The most distinctive feature in this corner of Rome, however, is the magnificent set of steps designed by Francesco De Sanctis in 1725, with the imposing Trinità dei Monti church at the top. In front of the church stands the Sallustiano Obelisk, a Roman copy,moved here by Pope Pius VI: on clear days, it is a good point from which to see, further out, the obelisk of S. Maria Maggiore on Via Sistina.
Two identical eighteenth-century buildings stand either side of the steps. At number 26, on the right, is the Keats-Shelley House, the last place where the English poet John Keats lived before he died at the age of only twenty-five. This museum is home to one of the most important collections of romantic literature and a large collection of manuscripts and works of art.

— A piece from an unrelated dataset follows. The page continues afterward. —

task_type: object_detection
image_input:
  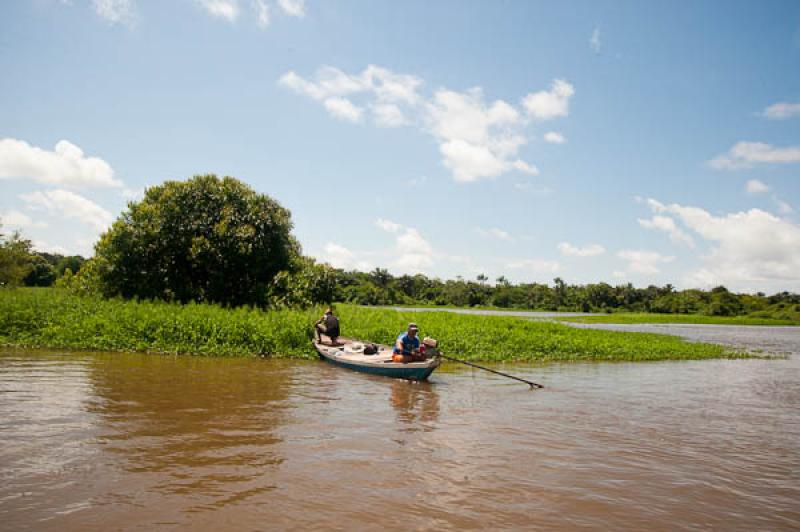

Further to the right, towards Via Frattina, stands the imposing column of the Immaculate Conception, designed by the architect Luigi Poletti. On the left of the steps is Babington’s Tea Room, the venue that best popularised the drinking of tea in Rome.
From Piazza di Spagna leads the luxurious Via dei Condotti, on what was formerly known in the sixteenth century as “Via Trinitatis”. Here, at number 86, is Antico Caffè Greco, the second oldest café in Italy after the Florian in Venice. Founded in 1760 and a meeting place for artists and writers, it is the largest private art gallery open to the public in the world.
Last but not least, is another house-museum, that of Giorgio de Chirico, which can only be visited by appointment. In this seventeenth-century building, where the painter lived for thirty years with his wife, is a large exhibition with everything from self-portraits to the neo-metaphysical works of his later life.